What kind of narrator here? (I just want to know if this consider a third person omniscient narration)

As Faith opens the door for her husband, Goodman Brown, he looked outside and then starts crossing the threshold. He turned back and gives her a parting kiss. Faith, the name was aptly named. She thrust her head into the street; letting the wind play with the pink ribbons on her cap.

“Dearest heart”, whispered she, softly and rather sadly, when her lips were close to his ear, “pr’ythee, put off your journey until sunrise, and sleep in your own bed to-night. A lone woman is troubled with such dreams and such thoughts, that she is afeard of herself, sometimes. “My dear husband, stay here with me tonight”, said Faith.

“My love and my Faith,” he replied, “of all night in the years, this one night must I tarry away from thee. My journey, as thou callest it, forth and back again, must needs be done ‘twixt now and sunrise. What, my sweet, pretty wife, dost thou doubt me already, and we but three months married!”

“Then God bless you!” I said, “And may you find all well, when you come back.”

“Amen!” he cried. “Say thy prayers, dear Faith, and go to bed at dusk, and no harm will come to thee.”

So they parted; and she sees the shadow of Goodman Brown is fading away and the tears on her face dropped. Then she walks back in to the house and closed the door. The house seems empty and lonely. She walks into her room with a worried face that she senses that something “bad” is going to happen to Goodman Brown. She paced to the window and looked outside, “Please my lord, bless on him all the way until he is back home safe.”

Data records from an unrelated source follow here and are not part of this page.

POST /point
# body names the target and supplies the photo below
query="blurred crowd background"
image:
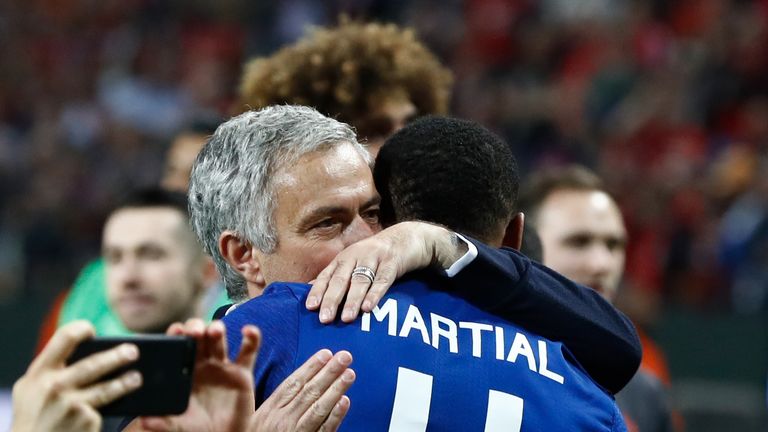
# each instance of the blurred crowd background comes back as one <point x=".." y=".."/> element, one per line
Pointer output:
<point x="667" y="100"/>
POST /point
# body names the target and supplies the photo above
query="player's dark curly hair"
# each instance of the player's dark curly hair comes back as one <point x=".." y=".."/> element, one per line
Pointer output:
<point x="344" y="71"/>
<point x="448" y="171"/>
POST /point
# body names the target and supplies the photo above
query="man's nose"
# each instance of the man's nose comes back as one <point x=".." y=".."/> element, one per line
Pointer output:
<point x="600" y="258"/>
<point x="128" y="273"/>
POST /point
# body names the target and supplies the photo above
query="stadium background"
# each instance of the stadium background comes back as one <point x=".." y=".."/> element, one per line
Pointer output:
<point x="667" y="100"/>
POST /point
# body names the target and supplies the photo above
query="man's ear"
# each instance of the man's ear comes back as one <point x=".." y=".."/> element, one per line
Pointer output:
<point x="513" y="235"/>
<point x="240" y="255"/>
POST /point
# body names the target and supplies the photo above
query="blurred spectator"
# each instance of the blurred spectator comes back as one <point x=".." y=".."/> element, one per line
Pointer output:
<point x="87" y="297"/>
<point x="583" y="237"/>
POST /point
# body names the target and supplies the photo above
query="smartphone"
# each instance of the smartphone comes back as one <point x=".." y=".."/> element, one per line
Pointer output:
<point x="166" y="364"/>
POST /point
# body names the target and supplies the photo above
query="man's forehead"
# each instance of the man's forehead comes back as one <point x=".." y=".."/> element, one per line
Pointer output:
<point x="585" y="210"/>
<point x="142" y="222"/>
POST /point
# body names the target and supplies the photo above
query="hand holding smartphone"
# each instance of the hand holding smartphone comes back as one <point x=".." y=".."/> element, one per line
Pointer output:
<point x="166" y="364"/>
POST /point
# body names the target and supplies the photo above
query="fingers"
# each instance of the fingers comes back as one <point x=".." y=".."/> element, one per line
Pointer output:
<point x="89" y="369"/>
<point x="158" y="424"/>
<point x="62" y="344"/>
<point x="106" y="392"/>
<point x="338" y="413"/>
<point x="215" y="340"/>
<point x="358" y="289"/>
<point x="385" y="277"/>
<point x="288" y="389"/>
<point x="316" y="388"/>
<point x="329" y="410"/>
<point x="249" y="347"/>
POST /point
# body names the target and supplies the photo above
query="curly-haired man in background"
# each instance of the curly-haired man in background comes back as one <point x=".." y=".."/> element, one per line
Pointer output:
<point x="375" y="77"/>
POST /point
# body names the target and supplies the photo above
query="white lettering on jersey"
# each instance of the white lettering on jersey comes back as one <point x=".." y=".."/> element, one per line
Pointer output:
<point x="414" y="320"/>
<point x="441" y="327"/>
<point x="477" y="337"/>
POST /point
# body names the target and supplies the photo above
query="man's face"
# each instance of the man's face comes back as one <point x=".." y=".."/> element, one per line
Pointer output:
<point x="325" y="202"/>
<point x="583" y="237"/>
<point x="387" y="116"/>
<point x="154" y="273"/>
<point x="179" y="160"/>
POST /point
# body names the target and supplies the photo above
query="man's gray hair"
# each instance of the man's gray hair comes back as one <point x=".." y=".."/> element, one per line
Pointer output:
<point x="231" y="185"/>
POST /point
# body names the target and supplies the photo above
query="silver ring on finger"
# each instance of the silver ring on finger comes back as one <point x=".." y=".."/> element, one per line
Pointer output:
<point x="366" y="272"/>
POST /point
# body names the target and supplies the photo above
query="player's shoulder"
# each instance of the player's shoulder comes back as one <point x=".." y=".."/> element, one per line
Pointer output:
<point x="276" y="298"/>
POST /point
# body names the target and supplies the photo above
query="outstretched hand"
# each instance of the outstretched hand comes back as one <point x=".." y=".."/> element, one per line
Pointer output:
<point x="397" y="250"/>
<point x="222" y="391"/>
<point x="54" y="396"/>
<point x="222" y="399"/>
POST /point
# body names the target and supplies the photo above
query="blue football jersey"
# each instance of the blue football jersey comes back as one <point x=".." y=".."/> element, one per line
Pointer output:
<point x="426" y="360"/>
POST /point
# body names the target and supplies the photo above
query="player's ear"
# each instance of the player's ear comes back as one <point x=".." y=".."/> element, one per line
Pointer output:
<point x="513" y="235"/>
<point x="242" y="257"/>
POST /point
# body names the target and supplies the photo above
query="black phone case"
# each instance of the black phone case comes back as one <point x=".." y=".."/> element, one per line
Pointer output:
<point x="166" y="364"/>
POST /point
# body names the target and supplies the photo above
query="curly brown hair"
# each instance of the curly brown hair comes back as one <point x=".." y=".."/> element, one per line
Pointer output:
<point x="344" y="71"/>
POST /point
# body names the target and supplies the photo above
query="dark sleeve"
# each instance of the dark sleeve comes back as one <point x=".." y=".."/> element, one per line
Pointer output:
<point x="603" y="340"/>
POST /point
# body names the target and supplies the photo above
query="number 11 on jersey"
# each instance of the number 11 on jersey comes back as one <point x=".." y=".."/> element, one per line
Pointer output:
<point x="413" y="395"/>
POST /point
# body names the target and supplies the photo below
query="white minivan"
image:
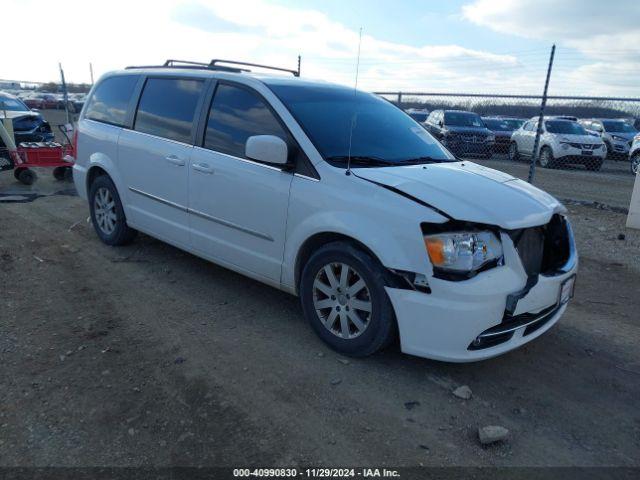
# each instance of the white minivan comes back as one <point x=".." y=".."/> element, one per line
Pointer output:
<point x="333" y="195"/>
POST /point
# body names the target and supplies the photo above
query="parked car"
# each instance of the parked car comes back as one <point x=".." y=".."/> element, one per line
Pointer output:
<point x="502" y="128"/>
<point x="616" y="134"/>
<point x="634" y="154"/>
<point x="28" y="126"/>
<point x="418" y="114"/>
<point x="77" y="100"/>
<point x="338" y="198"/>
<point x="561" y="142"/>
<point x="463" y="133"/>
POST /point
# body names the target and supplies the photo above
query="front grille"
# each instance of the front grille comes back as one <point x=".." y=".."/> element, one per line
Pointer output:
<point x="504" y="331"/>
<point x="544" y="249"/>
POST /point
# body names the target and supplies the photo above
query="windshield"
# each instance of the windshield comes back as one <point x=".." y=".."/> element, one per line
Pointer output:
<point x="566" y="127"/>
<point x="382" y="133"/>
<point x="502" y="125"/>
<point x="462" y="119"/>
<point x="618" y="126"/>
<point x="418" y="117"/>
<point x="12" y="104"/>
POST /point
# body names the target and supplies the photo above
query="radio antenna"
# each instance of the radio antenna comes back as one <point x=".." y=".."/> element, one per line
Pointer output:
<point x="355" y="92"/>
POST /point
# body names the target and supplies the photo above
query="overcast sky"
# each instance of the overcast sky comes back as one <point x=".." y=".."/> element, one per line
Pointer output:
<point x="481" y="46"/>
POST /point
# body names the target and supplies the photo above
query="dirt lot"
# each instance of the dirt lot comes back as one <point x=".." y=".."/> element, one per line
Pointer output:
<point x="145" y="355"/>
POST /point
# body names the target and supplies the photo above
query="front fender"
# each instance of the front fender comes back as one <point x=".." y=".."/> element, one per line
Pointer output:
<point x="388" y="224"/>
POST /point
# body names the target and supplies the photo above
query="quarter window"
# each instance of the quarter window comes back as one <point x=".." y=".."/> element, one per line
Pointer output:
<point x="111" y="99"/>
<point x="235" y="115"/>
<point x="167" y="108"/>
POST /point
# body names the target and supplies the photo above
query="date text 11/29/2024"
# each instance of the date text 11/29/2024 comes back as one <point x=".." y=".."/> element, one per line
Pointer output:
<point x="316" y="473"/>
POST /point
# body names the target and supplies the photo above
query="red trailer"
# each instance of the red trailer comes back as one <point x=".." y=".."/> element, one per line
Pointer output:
<point x="43" y="154"/>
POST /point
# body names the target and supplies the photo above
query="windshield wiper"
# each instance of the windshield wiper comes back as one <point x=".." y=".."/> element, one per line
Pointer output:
<point x="360" y="161"/>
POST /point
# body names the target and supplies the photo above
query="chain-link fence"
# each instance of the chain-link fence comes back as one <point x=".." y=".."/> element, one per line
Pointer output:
<point x="585" y="152"/>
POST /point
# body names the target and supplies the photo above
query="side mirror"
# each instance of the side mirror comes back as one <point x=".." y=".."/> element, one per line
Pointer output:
<point x="266" y="148"/>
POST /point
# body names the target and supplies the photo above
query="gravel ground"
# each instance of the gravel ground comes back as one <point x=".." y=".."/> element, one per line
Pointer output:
<point x="146" y="355"/>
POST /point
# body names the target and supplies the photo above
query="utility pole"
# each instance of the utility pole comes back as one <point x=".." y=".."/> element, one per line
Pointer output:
<point x="536" y="143"/>
<point x="64" y="93"/>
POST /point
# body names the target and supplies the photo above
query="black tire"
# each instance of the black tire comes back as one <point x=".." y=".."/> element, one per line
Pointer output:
<point x="59" y="173"/>
<point x="380" y="327"/>
<point x="26" y="176"/>
<point x="547" y="154"/>
<point x="121" y="234"/>
<point x="635" y="163"/>
<point x="513" y="153"/>
<point x="594" y="166"/>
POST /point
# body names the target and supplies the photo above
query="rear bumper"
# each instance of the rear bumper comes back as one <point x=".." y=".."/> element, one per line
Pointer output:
<point x="80" y="180"/>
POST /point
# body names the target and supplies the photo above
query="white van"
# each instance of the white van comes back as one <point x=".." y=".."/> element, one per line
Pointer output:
<point x="333" y="195"/>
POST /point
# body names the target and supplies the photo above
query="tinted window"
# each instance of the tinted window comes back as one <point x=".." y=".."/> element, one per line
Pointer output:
<point x="110" y="100"/>
<point x="463" y="119"/>
<point x="618" y="126"/>
<point x="418" y="117"/>
<point x="237" y="114"/>
<point x="370" y="129"/>
<point x="167" y="108"/>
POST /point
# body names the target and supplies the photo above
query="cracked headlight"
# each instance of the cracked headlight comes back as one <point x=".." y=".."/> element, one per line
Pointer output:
<point x="463" y="252"/>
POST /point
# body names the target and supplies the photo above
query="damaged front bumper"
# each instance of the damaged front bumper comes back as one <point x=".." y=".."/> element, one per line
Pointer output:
<point x="490" y="314"/>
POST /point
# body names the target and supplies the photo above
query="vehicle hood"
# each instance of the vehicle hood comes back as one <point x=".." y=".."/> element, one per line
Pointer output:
<point x="477" y="130"/>
<point x="627" y="135"/>
<point x="577" y="138"/>
<point x="16" y="114"/>
<point x="502" y="133"/>
<point x="470" y="192"/>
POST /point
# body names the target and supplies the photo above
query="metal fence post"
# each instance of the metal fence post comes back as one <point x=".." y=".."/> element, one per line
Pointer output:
<point x="65" y="94"/>
<point x="536" y="153"/>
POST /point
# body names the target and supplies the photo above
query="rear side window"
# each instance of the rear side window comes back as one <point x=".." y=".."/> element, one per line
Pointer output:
<point x="167" y="108"/>
<point x="237" y="114"/>
<point x="110" y="100"/>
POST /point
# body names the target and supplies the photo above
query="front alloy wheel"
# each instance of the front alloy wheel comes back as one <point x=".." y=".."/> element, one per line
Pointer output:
<point x="107" y="214"/>
<point x="343" y="296"/>
<point x="635" y="163"/>
<point x="342" y="300"/>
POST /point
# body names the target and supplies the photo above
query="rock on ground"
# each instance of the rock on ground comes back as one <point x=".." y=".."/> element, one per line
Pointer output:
<point x="492" y="433"/>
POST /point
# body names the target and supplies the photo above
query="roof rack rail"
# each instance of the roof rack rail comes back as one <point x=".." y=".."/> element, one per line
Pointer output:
<point x="215" y="65"/>
<point x="216" y="61"/>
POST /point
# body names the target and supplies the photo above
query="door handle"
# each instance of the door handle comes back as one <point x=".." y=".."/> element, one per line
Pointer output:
<point x="203" y="167"/>
<point x="175" y="160"/>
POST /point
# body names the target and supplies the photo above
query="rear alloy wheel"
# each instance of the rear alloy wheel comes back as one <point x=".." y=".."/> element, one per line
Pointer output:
<point x="342" y="291"/>
<point x="635" y="163"/>
<point x="107" y="213"/>
<point x="514" y="156"/>
<point x="546" y="158"/>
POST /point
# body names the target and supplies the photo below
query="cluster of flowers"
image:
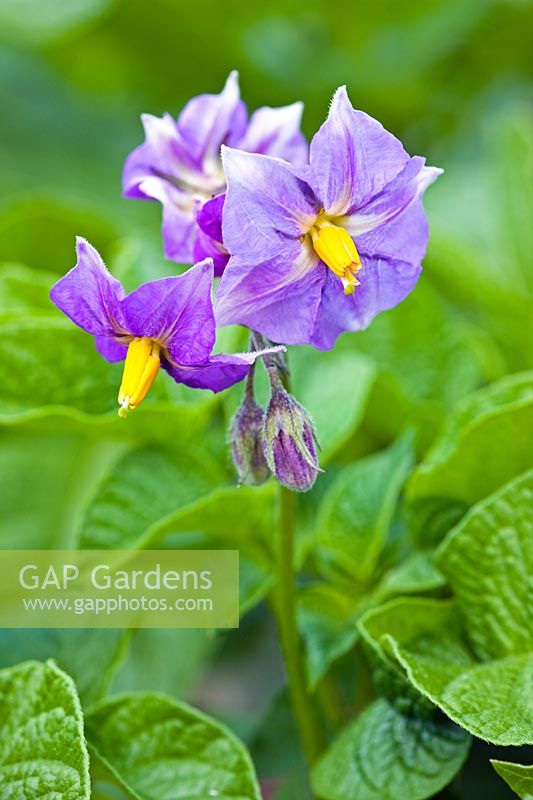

“Faith, Faith….Help me!” She woke up and realized it was a nightmare. She cried on her bed. It is raining outside and then she falls back to sleep. In her second dream, she sees her husband in the forest walking alone. While walking himself alone, she sees that Goodman’s mouth is moving like he is talking to someone, but she sees there is nobody next to him. Then she sees that he picked a staff that looks evil. The staff which bore the likeness of a great black snake, that it might almost be seen to twist and wriggle itself like a living serpent. “My love!” she screams in her dream. She thought Goodman could hear her because she sees that he look forward when she called his name. She sees that he screams but she couldn’t hear what he said. Then she sees him disappeared in the forest.

She woke up again; it is now the next morning. She is thinking about what was the dream trying to tell her. She couldn’t figure out the meaning of the dream. “Was that really my husband in the dream?” she whispered to herself. She gets up from her bed and went to wash her face and then prepare the breakfast for Goodman that he is coming back to Salem village today.

She walks to the street, seeing her husband is walking toward the village. She looked happy. But as he comes by near her, he looked sternly and sadly into her face, and passed on without a greeting. She wonders what happened to her husband, and she is worried. From that day on, he barely speaks to her. And he doesn’t trust her anymore. On the Sabbath-day, he refused to listen, and thought the people in town all became evil. “He doesn’t love me anymore,” she cried to herself. For the rest of her life, she lives her life as she is alone. And until Goodman dies, she still doesn’t know what happened that night in the forest.

2 thoughts on “What kind of narrator here? (I just want to know if this consider a third person omniscient narration)

  1. The story sounds good but im a little confused. I believed this should be a third person omniscient narration, but if you read paragraph 4 when you use the word “I said” as the quote that totally confused. If you go back and change all the original quote from “I said” to “she said” then confusion will be solve.

  2. As your classmate notes, you shift from a third-person narrator to a first-person narrator. I don’t mean to say that you can’t do that, but the only examples I can think of that do that either make the shift purposefully–that is, they frame the first-person narration with third-person narration–or in an experimental way, which is also purposeful but more for effect than for reason. If you want to tell the story with Faith as the narrator, you should be consistent and do so from the start. Does anyone else have suggestions?